Google’s infusion of its Gemini AI across its services continues with Google Calendar. As a person who often depends on that calendar to make sure I come where I need to be on time, I was fascinated by the possibilities of Gemini in this context.
It will be beaten as a way for Gemini to control your schedule, find event information and even create events for you through natural language recordings. Here, however, is the deal.
Gemini in the calendar should make life easier by letting you just ask what you need. No more scrolling through endless event entrances or manual adding things like “lunch with sarah” (which, if I don’t write right away, will be lost to the void forever). Instead, you can say, “When is my next meeting with my manager?” “Add a dental agreement until 2 pm on Friday.” or “When is Cabbage (my dog) Birthday?”
It’s not available to everyone yet.
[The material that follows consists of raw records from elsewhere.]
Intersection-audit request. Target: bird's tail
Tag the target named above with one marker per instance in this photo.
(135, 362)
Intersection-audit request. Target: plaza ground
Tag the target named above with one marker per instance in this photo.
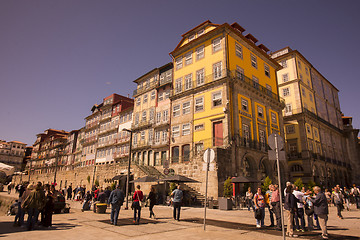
(222, 225)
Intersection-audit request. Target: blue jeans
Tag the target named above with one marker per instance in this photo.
(261, 221)
(32, 218)
(115, 209)
(137, 209)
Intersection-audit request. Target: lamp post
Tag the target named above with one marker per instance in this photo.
(128, 175)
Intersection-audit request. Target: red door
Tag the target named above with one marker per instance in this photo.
(218, 133)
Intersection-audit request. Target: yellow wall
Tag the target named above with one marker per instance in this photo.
(249, 70)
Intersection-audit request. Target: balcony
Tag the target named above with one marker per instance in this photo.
(146, 87)
(178, 89)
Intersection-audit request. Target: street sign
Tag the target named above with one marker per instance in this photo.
(279, 140)
(272, 155)
(209, 155)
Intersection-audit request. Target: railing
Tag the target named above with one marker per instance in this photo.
(143, 89)
(255, 85)
(198, 82)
Right now, Gemini in Calendar is part of Google Workspace Labs. To try it, first sign up for Google Workspace Labs. This means going to the registration page, checking the right boxes and then awaiting approval which should not take long.
When inside, Gemini appears in the Google Calendar Web version as a “Ask Gemini” button in the upper right corner. Click it opens a panel where you can see suggested requests or enter your own request.
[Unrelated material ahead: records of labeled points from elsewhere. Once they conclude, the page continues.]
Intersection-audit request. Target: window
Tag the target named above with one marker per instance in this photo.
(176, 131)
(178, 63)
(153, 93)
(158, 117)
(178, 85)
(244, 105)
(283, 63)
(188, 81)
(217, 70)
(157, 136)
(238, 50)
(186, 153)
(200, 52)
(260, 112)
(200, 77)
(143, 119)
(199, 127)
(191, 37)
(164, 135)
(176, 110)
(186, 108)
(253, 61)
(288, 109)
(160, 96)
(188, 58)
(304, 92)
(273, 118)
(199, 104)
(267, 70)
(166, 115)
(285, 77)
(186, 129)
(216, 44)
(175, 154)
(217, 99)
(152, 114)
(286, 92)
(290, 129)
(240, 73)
There is a satisfying simplicity of asking, “What’s on my schedule tomorrow?” And instantly gets an answer instead of manually clicking through the calendar grille as if you are decoding old rolls.
Calendar calculations
I played around with Gemini when I saw if it could pull people’s birthdays and upcoming meetings, and whether it could make plans for me by asking it to do things like “Add a dinner reservation to Thursday at.
If you are hoping for full AI-driven event planning, which automatically invites people to an event, find the best time based on everyone’s accessibility or ensure an important reservation at the trendy sushi place, you are still on your own. Gemini can add events to your calendar, but you will need to manually invite guests. It also only works on the web, which means mobile users will have to wait for their AI planning dreams to come true.
And as with all things, there is the question of trust. AI has a way of being almost right, which is sometimes worse than being completely wrong. For example, when AutoCorrect changes “Meeting on Three” to “me to eat at three”, it is technically accurate, but wildly unhelpful. So even though Gemini is great for quick tasks, I haven’t quite handed over my calendar to it yet. I still like to know that if something is important, I put it there instead of trusting an algorithm to keep my life in order.
For those who try it and decide it’s not for them, it means turning off Gemini for calendar leaving Google Workspace Labs completely. There is no halfway opt-out. But honestly, unless you already have an extremely well -organized system, it is worth testing in my opinion. Even if it only saves you from missing an important meeting, it can be a lifeguard.
It is also worth pointing out that Gemini’s real magic is not that it does something wildly new, it just does with the help of Google calendar easier. And if you need to remember your son’s next music class, that ease of use can be a real blessing.